Cycling has grown in popularity in recent years but women's cycling is still far from equal to men's. Megan Streb, Partnerships Manager at Sustrans sums up her experience of cycling on the roads and what can be done to encourage more women to ride their bikes.
There’s a lot to love about cycling in my city — I enjoy travelling into town through quiet neighbourhoods, being able to stop and chat if I see a friend walking past, and I like the small daily interactions with strangers I meet during the school run or taking their dogs out on a walk. It means I get parking right next to my destination, and I feel safer cycling at night than I do walking or being alone in a taxi.
I’ve cycled in heels and hiking boots, in skirts and in waterproof trousers thrown on over dresses, with and without a helmet. I try to cycle at a more leisurely pace to work so that I arrive looking professional and not ‘glowing’.
But there’s a lot more to be done to improve my cycling experience.
Recently, I’ve been thinking a lot about the #metoo movement; a hashtag used by women to highlight harassment that went viral. It was started after the Harvey Weinstein revelations hit the media. Having never been sexually assaulted, I felt like my voice didn’t matter, or that I would be insulting victims of sexual assault by taking part. But like most (all?) women I know, I have stories about sexual harassment; unwanted advances in clubs, hearing catcalls shouted from passing cars and have considered my route home over and over again when it’s dark outside.
I see a lot of parallels with this and my experience cycling on the road. I’ve never been in a collision, but motorists have whizzed past me in a tonne of metal with mere inches between me and the car. Drivers have honked to express their displeasure that I’ve played it safe and taken up more of the road so they can’t pass at an unsafe distance and often pull out right in front of me. The fact is, I’m all too used to this happening.

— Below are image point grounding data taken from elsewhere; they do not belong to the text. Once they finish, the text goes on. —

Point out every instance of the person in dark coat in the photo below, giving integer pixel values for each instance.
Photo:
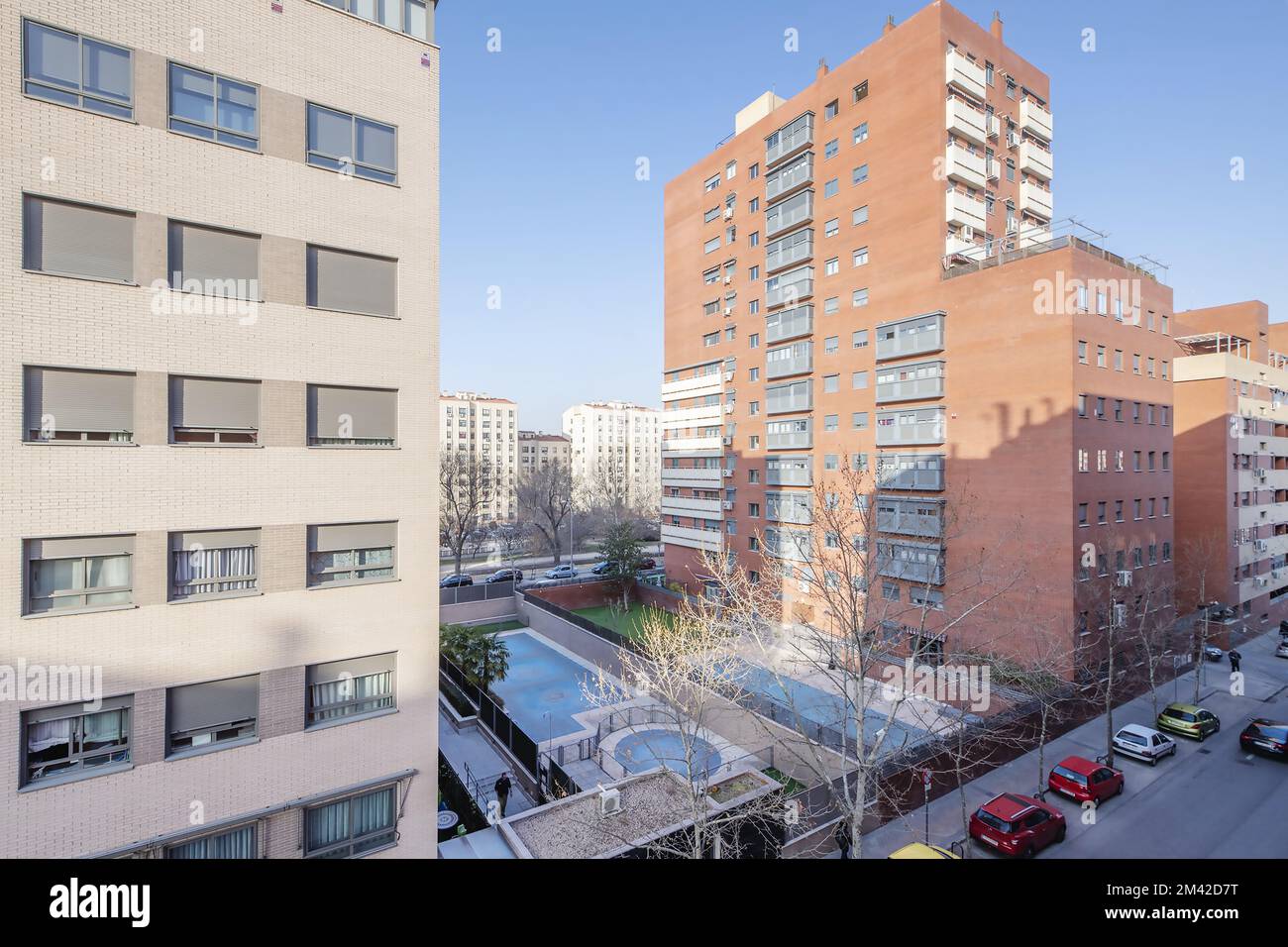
(502, 791)
(844, 839)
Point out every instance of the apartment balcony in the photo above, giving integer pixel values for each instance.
(1035, 119)
(913, 562)
(965, 121)
(911, 337)
(789, 324)
(790, 287)
(910, 381)
(794, 174)
(789, 140)
(1034, 200)
(694, 446)
(790, 436)
(911, 427)
(797, 509)
(692, 506)
(692, 386)
(697, 478)
(962, 73)
(964, 210)
(793, 545)
(794, 397)
(691, 416)
(797, 359)
(1035, 159)
(789, 214)
(911, 517)
(708, 540)
(790, 472)
(911, 472)
(795, 248)
(964, 166)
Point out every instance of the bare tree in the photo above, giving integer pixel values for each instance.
(467, 487)
(836, 626)
(684, 665)
(545, 499)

And the parallels don’t stop there. The victim blaming, the suggestion that it wouldn’t have happened if only they were wearing different clothing (whether that’s hi-vis or short skirts), or that the victims have no business being there in the first place. The realisation that lots of people are causing pain and discomfort without really thinking about the effect it has on other people. It all seems painfully similar.

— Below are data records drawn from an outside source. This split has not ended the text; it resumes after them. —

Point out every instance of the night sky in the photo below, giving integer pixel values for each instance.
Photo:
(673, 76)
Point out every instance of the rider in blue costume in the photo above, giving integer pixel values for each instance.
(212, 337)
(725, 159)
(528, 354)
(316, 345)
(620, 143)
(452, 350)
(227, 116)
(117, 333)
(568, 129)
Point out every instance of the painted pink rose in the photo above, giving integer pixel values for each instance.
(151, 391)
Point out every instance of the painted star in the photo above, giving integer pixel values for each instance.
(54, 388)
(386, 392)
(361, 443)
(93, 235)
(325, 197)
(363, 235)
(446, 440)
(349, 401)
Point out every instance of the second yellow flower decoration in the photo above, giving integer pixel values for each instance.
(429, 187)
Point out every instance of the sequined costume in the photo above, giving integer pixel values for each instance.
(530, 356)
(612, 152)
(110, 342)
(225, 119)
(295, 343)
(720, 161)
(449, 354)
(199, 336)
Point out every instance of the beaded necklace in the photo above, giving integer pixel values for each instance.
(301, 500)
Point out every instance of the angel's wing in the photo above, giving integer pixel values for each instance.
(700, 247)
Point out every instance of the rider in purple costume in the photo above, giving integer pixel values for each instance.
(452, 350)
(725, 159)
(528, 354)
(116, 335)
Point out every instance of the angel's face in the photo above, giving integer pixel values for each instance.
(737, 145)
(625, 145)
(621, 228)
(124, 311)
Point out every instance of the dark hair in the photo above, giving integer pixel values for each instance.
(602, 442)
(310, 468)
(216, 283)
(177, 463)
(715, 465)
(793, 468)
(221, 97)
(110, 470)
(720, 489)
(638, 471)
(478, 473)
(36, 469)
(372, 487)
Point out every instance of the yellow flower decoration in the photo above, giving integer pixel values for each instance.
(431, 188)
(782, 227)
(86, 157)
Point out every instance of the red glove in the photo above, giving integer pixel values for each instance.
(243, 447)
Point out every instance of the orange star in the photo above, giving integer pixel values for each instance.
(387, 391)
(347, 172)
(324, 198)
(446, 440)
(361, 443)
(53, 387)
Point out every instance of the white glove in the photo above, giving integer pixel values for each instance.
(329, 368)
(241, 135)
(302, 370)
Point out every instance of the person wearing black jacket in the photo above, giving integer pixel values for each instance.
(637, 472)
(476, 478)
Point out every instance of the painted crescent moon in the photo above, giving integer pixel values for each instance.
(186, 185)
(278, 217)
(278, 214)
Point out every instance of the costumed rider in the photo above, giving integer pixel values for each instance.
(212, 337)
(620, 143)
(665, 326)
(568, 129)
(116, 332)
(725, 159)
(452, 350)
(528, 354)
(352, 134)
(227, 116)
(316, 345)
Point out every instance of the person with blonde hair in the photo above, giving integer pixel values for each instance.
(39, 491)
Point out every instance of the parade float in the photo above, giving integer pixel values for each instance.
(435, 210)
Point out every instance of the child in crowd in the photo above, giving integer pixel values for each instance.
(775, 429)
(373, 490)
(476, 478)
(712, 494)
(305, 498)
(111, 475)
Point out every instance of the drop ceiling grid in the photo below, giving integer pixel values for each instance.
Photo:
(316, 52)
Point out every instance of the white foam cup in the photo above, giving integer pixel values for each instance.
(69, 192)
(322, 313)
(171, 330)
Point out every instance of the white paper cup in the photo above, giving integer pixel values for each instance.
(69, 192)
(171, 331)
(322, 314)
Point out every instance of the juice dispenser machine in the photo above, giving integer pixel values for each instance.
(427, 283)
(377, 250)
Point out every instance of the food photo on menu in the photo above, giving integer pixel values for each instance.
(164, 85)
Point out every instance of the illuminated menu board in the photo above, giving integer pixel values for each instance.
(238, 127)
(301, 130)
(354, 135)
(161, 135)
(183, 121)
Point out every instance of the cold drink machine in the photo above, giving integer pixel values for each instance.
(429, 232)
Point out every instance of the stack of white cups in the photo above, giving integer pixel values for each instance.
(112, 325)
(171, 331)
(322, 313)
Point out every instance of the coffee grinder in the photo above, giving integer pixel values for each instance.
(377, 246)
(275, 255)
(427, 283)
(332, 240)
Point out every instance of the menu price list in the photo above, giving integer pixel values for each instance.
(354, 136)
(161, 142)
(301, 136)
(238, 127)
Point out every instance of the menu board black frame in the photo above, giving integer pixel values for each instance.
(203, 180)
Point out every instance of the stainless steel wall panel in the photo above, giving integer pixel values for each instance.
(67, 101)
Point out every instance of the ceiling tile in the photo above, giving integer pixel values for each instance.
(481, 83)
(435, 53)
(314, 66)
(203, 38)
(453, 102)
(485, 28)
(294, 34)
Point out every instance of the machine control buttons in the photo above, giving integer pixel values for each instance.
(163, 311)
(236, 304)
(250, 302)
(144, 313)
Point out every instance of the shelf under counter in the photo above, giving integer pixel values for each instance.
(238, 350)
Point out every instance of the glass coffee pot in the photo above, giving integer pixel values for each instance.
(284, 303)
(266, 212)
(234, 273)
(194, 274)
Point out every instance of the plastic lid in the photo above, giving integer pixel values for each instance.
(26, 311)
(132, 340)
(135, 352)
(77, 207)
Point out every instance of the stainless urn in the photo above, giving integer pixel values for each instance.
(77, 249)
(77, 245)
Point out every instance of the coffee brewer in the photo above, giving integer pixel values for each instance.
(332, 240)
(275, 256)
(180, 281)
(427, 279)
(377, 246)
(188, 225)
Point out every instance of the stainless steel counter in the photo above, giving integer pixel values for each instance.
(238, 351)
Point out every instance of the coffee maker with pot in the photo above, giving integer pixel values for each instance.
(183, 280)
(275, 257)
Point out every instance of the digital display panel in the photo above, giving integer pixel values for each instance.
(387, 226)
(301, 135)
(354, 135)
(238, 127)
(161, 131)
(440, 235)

The Sustrans’ report “Are we nearly there yet?: Exploring gender and active travel” pushes for changes within the transport industry instead of demanding changes from individual cyclists. The report highlights that we need more women as transport decision makers and professionals, to build high-quality infrastructure that will give protection to women — and all the other cyclists who use it. And finally, we need to consider where we have existing inequalities in the system and work to change them.
Most of my day-to-day as a woman and as a cyclist is very positive. Lots of drivers in my neighbourhood join me in the polite ballet of moving around to let each other pass in narrow roads, raising a hand in thanks. Most of the men in my life are thoughtful, interesting people, ready to have a discussion down at the pub and treat me with respect as a colleague or friend.
But when so many people seem unaware that what they’ve always done can hurt others — whether it’s checking a text when driving or making a ‘well-meaning’ patronising comment in a meeting — we need to challenge the culture and change systems to give us more protection.
#PressForProgress isn’t just about making sure people don’t get hurt; it’s about changing the system so people thrive.